Alors qu’aujourd’hui nous sommes constamment poussés dans un futur immédiat avec le prochain gadget, la prochaine génération de processeur, de carte vidéo, de cellulaire, de bidule intelligent (ou pas trop), de la prochaine tendance, du succès musical non plus de l’heure mais de la seconde, du tweet fureur, etc., faire un test de prise de son c’est plus ou moins se contenter d’un “1 2 3” ou “bla bla bla”. Mais pour Bergson, la futilité n’était pas au rendez-vous. Le moment était important, peut-être même solennel. Important par la technique impliquée à l’époque, solennel parce qu’arrivé à ce temps de la vie, presque 77 ans pour lui, tant qu’à dire quelque chose aussi bien dire quelque chose qui soit utile.

Je vous laisse écouter avec attention : https://www.franceculture.fr/philosophie/bergson-sur-lart-lunique-archive-de-sa-voix .

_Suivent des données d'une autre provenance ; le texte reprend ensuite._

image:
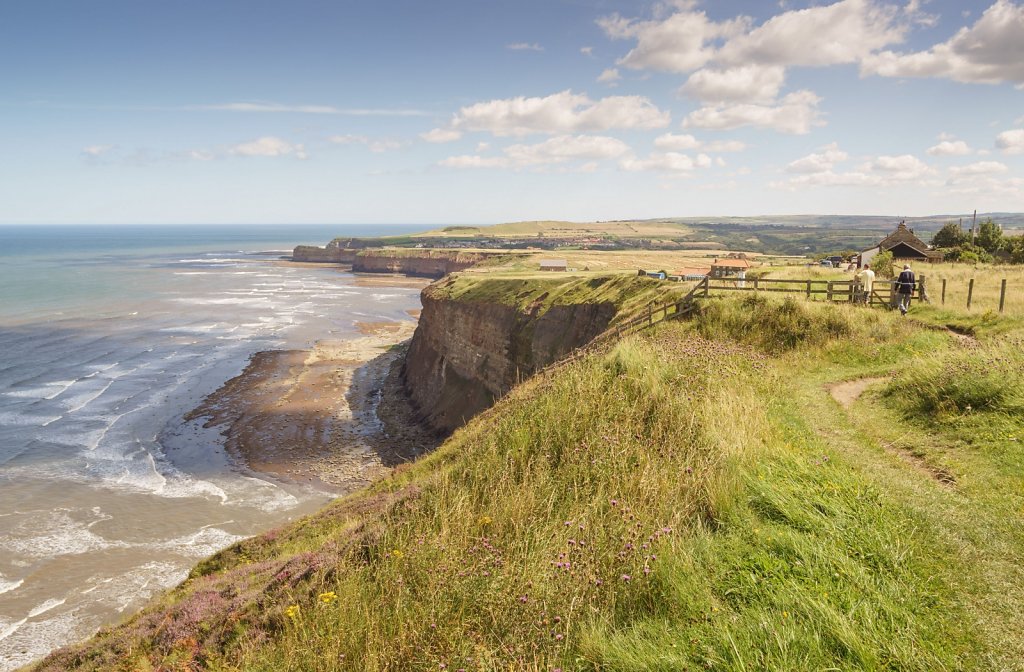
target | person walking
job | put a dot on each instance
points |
(866, 278)
(905, 285)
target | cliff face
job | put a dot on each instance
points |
(333, 253)
(467, 353)
(424, 263)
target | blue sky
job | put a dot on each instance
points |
(470, 111)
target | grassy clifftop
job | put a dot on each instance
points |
(692, 498)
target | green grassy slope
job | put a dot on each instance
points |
(691, 499)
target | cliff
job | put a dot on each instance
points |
(424, 263)
(478, 337)
(332, 253)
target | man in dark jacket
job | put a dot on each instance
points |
(904, 288)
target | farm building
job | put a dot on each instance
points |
(729, 267)
(554, 264)
(904, 247)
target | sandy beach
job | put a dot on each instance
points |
(333, 416)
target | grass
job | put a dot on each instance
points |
(689, 499)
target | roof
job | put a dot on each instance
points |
(731, 263)
(904, 236)
(692, 271)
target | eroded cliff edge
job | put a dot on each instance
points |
(477, 337)
(411, 261)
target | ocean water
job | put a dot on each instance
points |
(109, 335)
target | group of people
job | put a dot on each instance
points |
(905, 284)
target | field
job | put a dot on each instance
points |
(773, 485)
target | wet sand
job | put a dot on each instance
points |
(333, 416)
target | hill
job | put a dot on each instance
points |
(770, 486)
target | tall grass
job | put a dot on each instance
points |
(658, 507)
(986, 378)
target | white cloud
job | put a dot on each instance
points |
(990, 51)
(558, 150)
(949, 148)
(913, 11)
(96, 150)
(560, 113)
(751, 83)
(674, 142)
(979, 168)
(439, 135)
(375, 145)
(467, 161)
(1011, 141)
(268, 147)
(671, 162)
(677, 44)
(795, 114)
(840, 33)
(306, 110)
(818, 162)
(881, 172)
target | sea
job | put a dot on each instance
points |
(109, 335)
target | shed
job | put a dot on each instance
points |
(554, 264)
(904, 247)
(727, 267)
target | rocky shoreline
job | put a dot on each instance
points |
(334, 417)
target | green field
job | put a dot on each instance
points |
(694, 497)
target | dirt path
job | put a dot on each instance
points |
(849, 391)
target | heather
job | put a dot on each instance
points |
(688, 498)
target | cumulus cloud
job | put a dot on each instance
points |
(795, 114)
(683, 142)
(840, 33)
(819, 170)
(377, 145)
(1011, 141)
(990, 51)
(679, 43)
(979, 168)
(751, 83)
(268, 147)
(558, 150)
(671, 162)
(558, 114)
(818, 162)
(949, 148)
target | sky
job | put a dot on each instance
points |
(484, 112)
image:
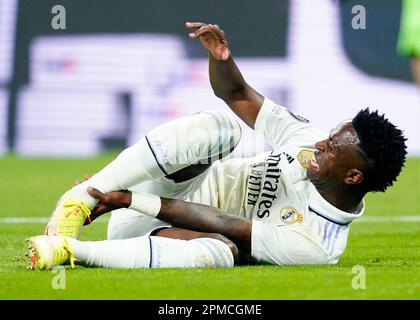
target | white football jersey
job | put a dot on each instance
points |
(292, 222)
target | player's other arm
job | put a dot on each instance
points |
(181, 214)
(225, 78)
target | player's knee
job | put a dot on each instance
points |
(232, 246)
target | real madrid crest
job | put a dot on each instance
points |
(304, 157)
(290, 215)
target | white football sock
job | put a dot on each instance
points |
(153, 252)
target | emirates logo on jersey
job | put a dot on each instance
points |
(290, 215)
(305, 157)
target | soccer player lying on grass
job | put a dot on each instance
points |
(289, 206)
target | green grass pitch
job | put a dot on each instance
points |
(387, 247)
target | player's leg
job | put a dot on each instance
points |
(197, 250)
(224, 186)
(166, 153)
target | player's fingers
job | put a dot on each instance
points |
(198, 33)
(96, 193)
(194, 25)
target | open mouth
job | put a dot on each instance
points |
(314, 164)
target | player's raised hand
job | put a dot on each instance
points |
(212, 38)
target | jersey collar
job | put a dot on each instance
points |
(321, 207)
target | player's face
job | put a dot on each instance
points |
(337, 159)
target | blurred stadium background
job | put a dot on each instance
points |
(118, 70)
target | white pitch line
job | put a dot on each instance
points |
(373, 219)
(413, 218)
(17, 220)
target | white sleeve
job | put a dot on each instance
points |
(284, 245)
(280, 126)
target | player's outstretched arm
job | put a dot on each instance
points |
(225, 78)
(182, 214)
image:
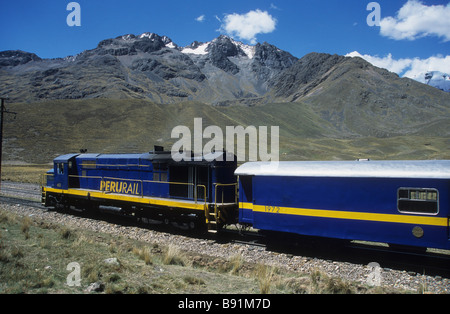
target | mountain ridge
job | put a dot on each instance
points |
(355, 97)
(149, 66)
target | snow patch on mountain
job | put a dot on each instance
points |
(436, 79)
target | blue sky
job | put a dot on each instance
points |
(297, 26)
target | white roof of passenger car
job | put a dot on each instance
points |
(439, 169)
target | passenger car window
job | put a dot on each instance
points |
(418, 200)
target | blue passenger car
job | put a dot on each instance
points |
(396, 202)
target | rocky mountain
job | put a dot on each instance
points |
(147, 66)
(354, 97)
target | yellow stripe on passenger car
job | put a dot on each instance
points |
(129, 198)
(405, 219)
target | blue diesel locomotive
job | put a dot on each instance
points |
(397, 202)
(148, 186)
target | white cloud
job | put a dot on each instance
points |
(415, 20)
(412, 68)
(201, 18)
(247, 26)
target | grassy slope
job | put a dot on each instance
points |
(47, 129)
(34, 255)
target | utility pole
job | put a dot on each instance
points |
(2, 111)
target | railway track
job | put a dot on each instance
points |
(331, 252)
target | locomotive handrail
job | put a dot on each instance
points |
(216, 185)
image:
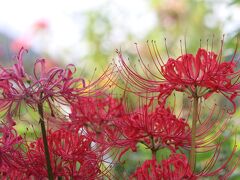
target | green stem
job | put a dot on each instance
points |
(44, 137)
(193, 134)
(154, 153)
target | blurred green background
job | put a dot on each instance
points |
(87, 33)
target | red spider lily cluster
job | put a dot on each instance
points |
(91, 138)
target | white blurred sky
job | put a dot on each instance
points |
(16, 17)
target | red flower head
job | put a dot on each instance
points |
(198, 75)
(72, 156)
(57, 85)
(155, 129)
(176, 167)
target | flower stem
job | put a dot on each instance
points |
(44, 137)
(193, 134)
(154, 153)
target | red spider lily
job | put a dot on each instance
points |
(199, 75)
(155, 129)
(175, 167)
(72, 156)
(10, 150)
(56, 85)
(96, 116)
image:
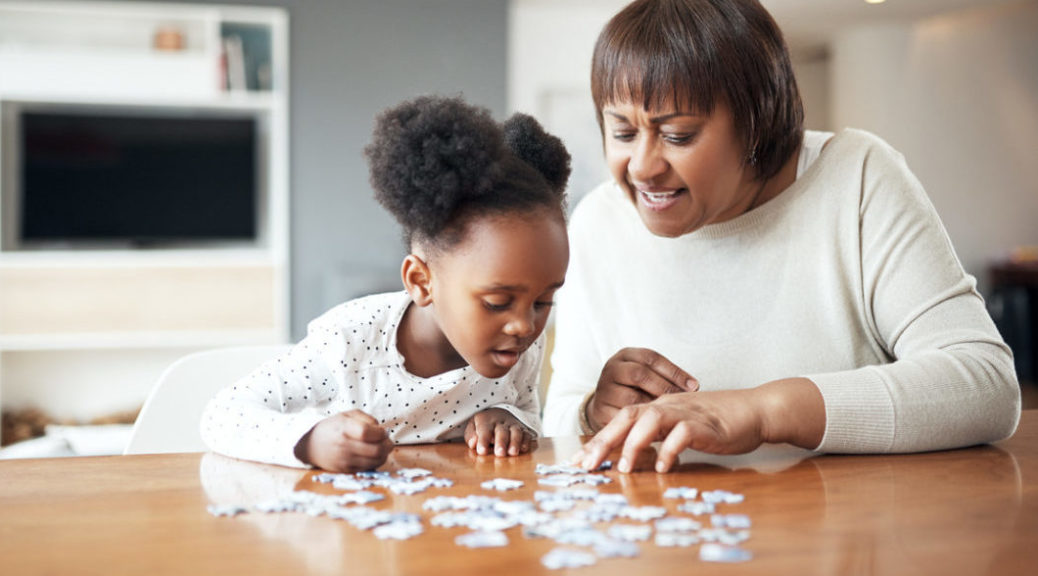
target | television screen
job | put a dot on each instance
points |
(136, 179)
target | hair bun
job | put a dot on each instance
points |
(430, 154)
(542, 151)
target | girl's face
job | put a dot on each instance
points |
(492, 293)
(682, 170)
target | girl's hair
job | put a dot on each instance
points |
(436, 163)
(689, 53)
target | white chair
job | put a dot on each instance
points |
(169, 419)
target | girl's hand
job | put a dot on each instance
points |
(724, 421)
(634, 376)
(345, 442)
(498, 428)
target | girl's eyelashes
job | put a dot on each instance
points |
(496, 306)
(679, 138)
(501, 306)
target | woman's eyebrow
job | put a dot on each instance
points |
(655, 119)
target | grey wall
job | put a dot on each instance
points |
(348, 60)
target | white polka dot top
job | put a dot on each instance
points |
(349, 360)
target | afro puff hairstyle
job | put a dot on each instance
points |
(437, 162)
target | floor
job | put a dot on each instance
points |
(1029, 394)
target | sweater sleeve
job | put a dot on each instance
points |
(951, 382)
(263, 416)
(575, 361)
(526, 408)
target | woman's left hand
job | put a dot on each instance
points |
(724, 421)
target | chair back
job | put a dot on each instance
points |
(169, 419)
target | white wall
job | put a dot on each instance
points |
(550, 45)
(958, 96)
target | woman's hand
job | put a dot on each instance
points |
(345, 442)
(634, 376)
(498, 428)
(725, 421)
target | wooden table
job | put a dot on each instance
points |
(973, 511)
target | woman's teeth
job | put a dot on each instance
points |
(659, 197)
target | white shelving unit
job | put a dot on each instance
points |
(135, 310)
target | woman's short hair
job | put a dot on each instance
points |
(689, 53)
(437, 163)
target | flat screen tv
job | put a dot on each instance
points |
(132, 177)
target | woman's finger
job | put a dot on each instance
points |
(608, 438)
(664, 377)
(500, 439)
(679, 439)
(645, 431)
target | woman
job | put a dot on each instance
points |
(742, 281)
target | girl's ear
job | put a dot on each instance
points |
(417, 279)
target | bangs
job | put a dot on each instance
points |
(637, 63)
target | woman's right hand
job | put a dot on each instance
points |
(634, 376)
(346, 442)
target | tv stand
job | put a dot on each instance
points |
(87, 331)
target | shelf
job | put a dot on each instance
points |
(136, 340)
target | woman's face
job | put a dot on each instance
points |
(681, 169)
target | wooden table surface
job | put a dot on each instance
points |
(973, 511)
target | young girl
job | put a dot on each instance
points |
(458, 354)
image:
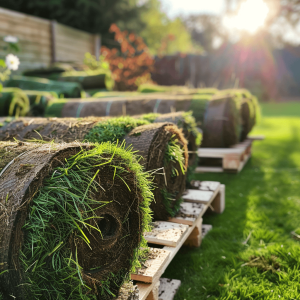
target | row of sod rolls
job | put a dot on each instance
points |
(162, 148)
(187, 123)
(217, 116)
(17, 102)
(72, 219)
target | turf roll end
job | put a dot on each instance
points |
(74, 217)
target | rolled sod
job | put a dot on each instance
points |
(90, 79)
(249, 109)
(186, 122)
(164, 151)
(72, 219)
(220, 114)
(67, 89)
(39, 101)
(13, 102)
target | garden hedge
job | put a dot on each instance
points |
(13, 102)
(72, 219)
(163, 149)
(151, 88)
(67, 89)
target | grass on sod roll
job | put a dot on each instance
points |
(68, 89)
(90, 79)
(249, 253)
(61, 211)
(189, 126)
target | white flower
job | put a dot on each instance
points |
(10, 39)
(12, 62)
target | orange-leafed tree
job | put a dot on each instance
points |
(132, 63)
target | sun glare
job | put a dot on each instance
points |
(250, 17)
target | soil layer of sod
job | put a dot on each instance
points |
(163, 149)
(250, 252)
(72, 219)
(220, 114)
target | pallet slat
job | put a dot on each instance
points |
(233, 159)
(166, 233)
(188, 213)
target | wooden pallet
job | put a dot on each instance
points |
(167, 238)
(230, 160)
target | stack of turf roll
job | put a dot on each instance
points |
(13, 102)
(249, 108)
(39, 101)
(90, 79)
(66, 89)
(217, 116)
(72, 219)
(152, 88)
(161, 146)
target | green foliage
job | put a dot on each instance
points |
(174, 153)
(162, 35)
(113, 129)
(57, 213)
(14, 102)
(68, 89)
(93, 16)
(55, 108)
(93, 64)
(262, 208)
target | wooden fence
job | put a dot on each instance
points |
(42, 41)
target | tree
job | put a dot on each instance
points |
(93, 16)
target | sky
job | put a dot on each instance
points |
(174, 8)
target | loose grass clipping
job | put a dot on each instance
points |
(13, 102)
(220, 114)
(72, 218)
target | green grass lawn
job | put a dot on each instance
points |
(262, 202)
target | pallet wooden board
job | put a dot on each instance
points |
(153, 267)
(166, 233)
(233, 159)
(168, 288)
(206, 192)
(188, 213)
(206, 228)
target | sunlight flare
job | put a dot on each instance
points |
(250, 17)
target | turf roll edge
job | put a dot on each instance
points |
(168, 168)
(72, 219)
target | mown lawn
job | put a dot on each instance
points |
(262, 202)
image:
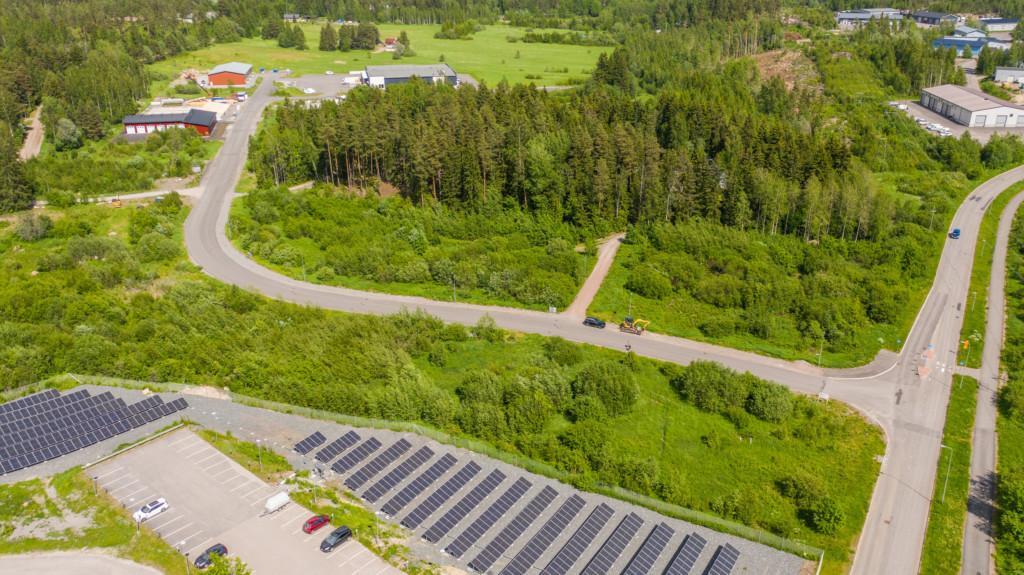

J’y trouve presque un apaisement devant ces questions qui m’agacent souvent « pourquoi créer? À quoi ça sert? Pourquoi ajouter au monde déjà débordant de tout? ». La réponse apparaît toute simple après écoute : parce que je peux. Ensuite viendra la question « est-ce que je dois créer? » en une sorte d’opposition avec l’idée « d’aller travailler », de contribuer socialement dans une mesure normale, convenue, pour ne pas dire plate. Pouvoir et devoir.

Au fur et à mesure que je prends des notes qui se traduiront dans des billets ici, le devoir est davantage de dire, raconter que de faire. Mais pour bien dire et raconter convenablement, ça ne peut se faire selon ma perspective que dans le moment de l’acte créatif. J’ai en tête des centaines de points de repère consignés, d’anecdotes à raconter et de techniques à démontrer. Pris chacun isolément, c’est sans saveur, sans intérêt. C’est l’ensemble qui parle. Ce n’est pas que le doigt qui peut lever le voile dont parle Bergman, c’est la main entière qui bouge.